Единственный ответ, который я слышу, это тишина.
Я сам отвечу на свои вопросы, раз от вас ответа не добиться. И я выбираю…
Глупость.
Вы просто упрямый глупец.
Ну ладно, вот и весь мой дар милосердия. Больше не буду попусту тратить время на жесты сочувствия. Не вините меня, когда содержимое вашего мочевого пузыря брызнет наружу или когда будете жевать одну из ваших почек, пока я вытаскиваю вторую.
Вы даже не представляете, какие звуки могут вылетать из вашего горла. Когда вас тяжело ранит кто-то вроде меня, знающий свое дело, ваши крики звучат весьма неожиданно. Одни люди пронзительно визжат, как недорезанные свиньи. Другие, как бешеные собаки, издают хриплое рычание и режущий ухо вой.
Как только начнется глубокая проработка ножом, будет любопытно узнать, какое вы животное.
Наверное, тут нечему удивляться. Вы, люди, любите истории. Вы живете ради них. И вы готовы — о мой нездоровый, мой упрямый друг-самоубийца — умереть, лишь бы узнать, что же случилось по окончании осады дома Гутенберга.
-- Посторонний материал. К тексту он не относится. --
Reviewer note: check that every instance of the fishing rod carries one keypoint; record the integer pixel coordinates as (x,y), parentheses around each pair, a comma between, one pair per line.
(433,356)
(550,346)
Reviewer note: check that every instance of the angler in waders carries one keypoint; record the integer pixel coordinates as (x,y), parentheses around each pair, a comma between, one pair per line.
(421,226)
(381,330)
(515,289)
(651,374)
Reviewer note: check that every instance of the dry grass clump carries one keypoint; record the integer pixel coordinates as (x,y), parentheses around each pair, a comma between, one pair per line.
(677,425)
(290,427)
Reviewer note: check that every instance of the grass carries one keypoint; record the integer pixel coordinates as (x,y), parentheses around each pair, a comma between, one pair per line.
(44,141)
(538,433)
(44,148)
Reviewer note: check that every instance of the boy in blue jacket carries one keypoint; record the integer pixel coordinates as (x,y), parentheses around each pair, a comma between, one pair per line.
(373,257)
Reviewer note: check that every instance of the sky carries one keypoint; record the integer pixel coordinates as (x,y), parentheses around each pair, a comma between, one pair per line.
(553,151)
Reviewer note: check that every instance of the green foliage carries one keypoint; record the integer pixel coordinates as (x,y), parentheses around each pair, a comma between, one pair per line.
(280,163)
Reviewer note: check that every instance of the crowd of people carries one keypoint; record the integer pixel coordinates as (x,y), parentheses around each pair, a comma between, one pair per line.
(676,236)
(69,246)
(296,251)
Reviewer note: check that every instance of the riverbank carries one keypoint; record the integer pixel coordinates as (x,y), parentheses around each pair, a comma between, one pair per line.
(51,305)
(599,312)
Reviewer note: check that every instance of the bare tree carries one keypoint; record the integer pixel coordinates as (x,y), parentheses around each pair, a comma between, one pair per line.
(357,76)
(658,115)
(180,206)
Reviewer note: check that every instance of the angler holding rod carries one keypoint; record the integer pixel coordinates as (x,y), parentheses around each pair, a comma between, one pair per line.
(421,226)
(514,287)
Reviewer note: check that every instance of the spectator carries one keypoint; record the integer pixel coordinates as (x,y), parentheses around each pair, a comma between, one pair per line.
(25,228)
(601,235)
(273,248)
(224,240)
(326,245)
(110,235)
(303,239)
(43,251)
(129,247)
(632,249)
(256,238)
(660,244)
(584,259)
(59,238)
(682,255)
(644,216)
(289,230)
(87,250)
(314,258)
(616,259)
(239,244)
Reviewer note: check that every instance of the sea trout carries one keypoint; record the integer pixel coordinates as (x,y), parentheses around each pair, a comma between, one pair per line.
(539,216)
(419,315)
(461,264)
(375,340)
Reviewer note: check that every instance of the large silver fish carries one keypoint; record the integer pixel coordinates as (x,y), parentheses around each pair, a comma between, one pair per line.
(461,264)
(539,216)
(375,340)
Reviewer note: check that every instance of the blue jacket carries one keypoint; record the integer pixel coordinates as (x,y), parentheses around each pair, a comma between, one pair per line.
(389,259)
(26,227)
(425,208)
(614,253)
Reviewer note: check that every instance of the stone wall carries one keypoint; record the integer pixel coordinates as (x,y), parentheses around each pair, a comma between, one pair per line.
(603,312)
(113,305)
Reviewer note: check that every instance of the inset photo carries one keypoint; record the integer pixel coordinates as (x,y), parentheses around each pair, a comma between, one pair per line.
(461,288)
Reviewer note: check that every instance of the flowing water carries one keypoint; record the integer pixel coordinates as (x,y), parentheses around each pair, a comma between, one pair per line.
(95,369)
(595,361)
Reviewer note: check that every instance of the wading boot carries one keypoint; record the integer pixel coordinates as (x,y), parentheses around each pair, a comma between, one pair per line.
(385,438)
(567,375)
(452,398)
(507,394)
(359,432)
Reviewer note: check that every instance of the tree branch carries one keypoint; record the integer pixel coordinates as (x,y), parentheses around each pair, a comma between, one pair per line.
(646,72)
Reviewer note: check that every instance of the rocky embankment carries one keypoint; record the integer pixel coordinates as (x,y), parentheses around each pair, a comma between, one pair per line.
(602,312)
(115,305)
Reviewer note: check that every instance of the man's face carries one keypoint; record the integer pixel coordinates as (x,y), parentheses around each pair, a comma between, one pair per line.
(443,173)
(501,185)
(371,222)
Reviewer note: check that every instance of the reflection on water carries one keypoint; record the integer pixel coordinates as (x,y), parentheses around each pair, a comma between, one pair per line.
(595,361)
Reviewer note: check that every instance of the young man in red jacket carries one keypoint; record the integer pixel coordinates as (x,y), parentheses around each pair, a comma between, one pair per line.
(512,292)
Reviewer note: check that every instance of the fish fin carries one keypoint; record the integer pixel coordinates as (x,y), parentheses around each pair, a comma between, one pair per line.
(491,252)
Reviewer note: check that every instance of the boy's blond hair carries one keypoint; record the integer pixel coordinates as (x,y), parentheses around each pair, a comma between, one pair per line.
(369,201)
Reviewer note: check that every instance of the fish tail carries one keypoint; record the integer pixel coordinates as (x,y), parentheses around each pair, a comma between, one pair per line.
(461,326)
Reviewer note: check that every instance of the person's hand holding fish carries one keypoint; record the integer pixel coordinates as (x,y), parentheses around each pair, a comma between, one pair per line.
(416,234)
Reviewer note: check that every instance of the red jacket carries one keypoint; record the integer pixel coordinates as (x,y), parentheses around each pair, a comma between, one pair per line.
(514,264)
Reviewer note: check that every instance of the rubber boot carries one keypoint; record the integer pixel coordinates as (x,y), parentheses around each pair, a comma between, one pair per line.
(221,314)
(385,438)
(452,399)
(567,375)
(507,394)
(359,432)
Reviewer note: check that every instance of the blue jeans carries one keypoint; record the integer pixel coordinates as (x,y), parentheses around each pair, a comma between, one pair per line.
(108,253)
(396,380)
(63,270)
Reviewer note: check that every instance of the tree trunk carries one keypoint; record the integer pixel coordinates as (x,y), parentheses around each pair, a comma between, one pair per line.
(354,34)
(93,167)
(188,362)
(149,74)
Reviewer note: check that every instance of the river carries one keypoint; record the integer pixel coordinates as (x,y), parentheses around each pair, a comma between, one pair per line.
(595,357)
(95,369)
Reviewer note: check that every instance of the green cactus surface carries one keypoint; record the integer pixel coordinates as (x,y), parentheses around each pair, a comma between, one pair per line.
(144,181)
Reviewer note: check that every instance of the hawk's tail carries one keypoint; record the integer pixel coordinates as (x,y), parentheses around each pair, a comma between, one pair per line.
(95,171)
Разве это не абсурдно? Что вы надеетесь найти? Может быть, вы ждете историю, где действуете сами?
О боже, все именно так! Вы думаете, что в этой книге есть ответ на вопрос, зачем вы родились. И от чего вы умрете.
Из-за этой книги, раз вам надо знать.
Я прав? В конце концов, вы тоже на этих страницах. Без вас эти слова были бы черными значками на белой бумаге, скрытыми во тьме. Я был бы заточен в одиночестве, говорил бы сам с собой, повторяя снова и снова одно и то же:
— Сожгите эту книгу. Сожгите эту книгу. Сожгите эту книгу.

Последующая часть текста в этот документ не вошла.